So a funny thing happened at Comic-Con International (also known as SDCC, San Diego Comic-Con, Comic-Con, or Help I Am Being Digested By 150,000 Nerds).
I was on this really super-great panel with awesome, super-smart people, and even though I was clearly the numbest skull on the stage, I don’t think I said anything career damaging. So, me, proud of that. After the panel, as is customary, we panelists herded ourselves up to Authors Alley in the Sails Pavilion for an autographing, run by the great bookstore folks at Mysterious Galaxy. Things were pretty quiet, so I got up to purchase a copy of Animal Badge, a new comic written by Naren Shankar and fellow panelist Javier Grillo-Marxuach, when I noticed someone waiting in front of the signing table for me to sign something.
So, I ran.
You know those roped windy switchback lines you’ve waited in for so many things? It was one of those. Nobody in it, so I was able to pick up some speed. Going around corners. On a bare concrete floor. Yes, I lost my footing. Yes, I went down. Yes, I felt something inside go snap.
But I got up! I hobbled to my chair at the signing table! I signed a couple of my books! I wondered how I was going to walk to the taco restaurant where I was going to have great tacos for dinner with friends and colleagues. Then I realized I should instead be wondering how I was going to walk to my car to go home which was probably more sensible than going out for tacos, given how much my ankle hurt. Then I was wondering how I was going to get to my car so my wife could drive me to the hospital, because, hell, you know, maybe I broke something?

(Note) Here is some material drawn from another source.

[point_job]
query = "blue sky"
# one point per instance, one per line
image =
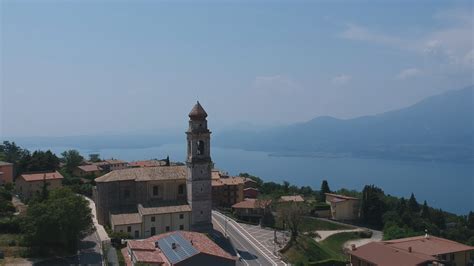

Then I was wondering why my pillow was so damned hard and why people were asking me if I was okay.
Yes, I passed out! I fell out of my chair! Onto the very same concrete floor that took me out the first time! I HATE THAT FLOOR!
My fellow panelists took good care of me, helped me get off the floor and back into a chair, gave me fluids and helped me avoid passing out again (Sherri L. Smith in particular was totally awesome), and folks summoned a whole string of convention center security people and first aid dudes and then EMTs. I got to ride out of Comic-Con on a gurney down VIP freight elevators and then in an ambulance out VIP loading docks.
I saw no celebrities.
Several hours later in ER, the verdict was a fractured fibula. Which made me a little glad, because it’s better to say you passed out from a fractured fibula than, like, bruised pride.
So, it’s going to be six weeks in a hard cast recovering from surgery, and that’s my Comic-Con story. And I’d like to reiterate that I continued to autograph copies of my books even with a fractured fibula. That’s pretty metal, I feel.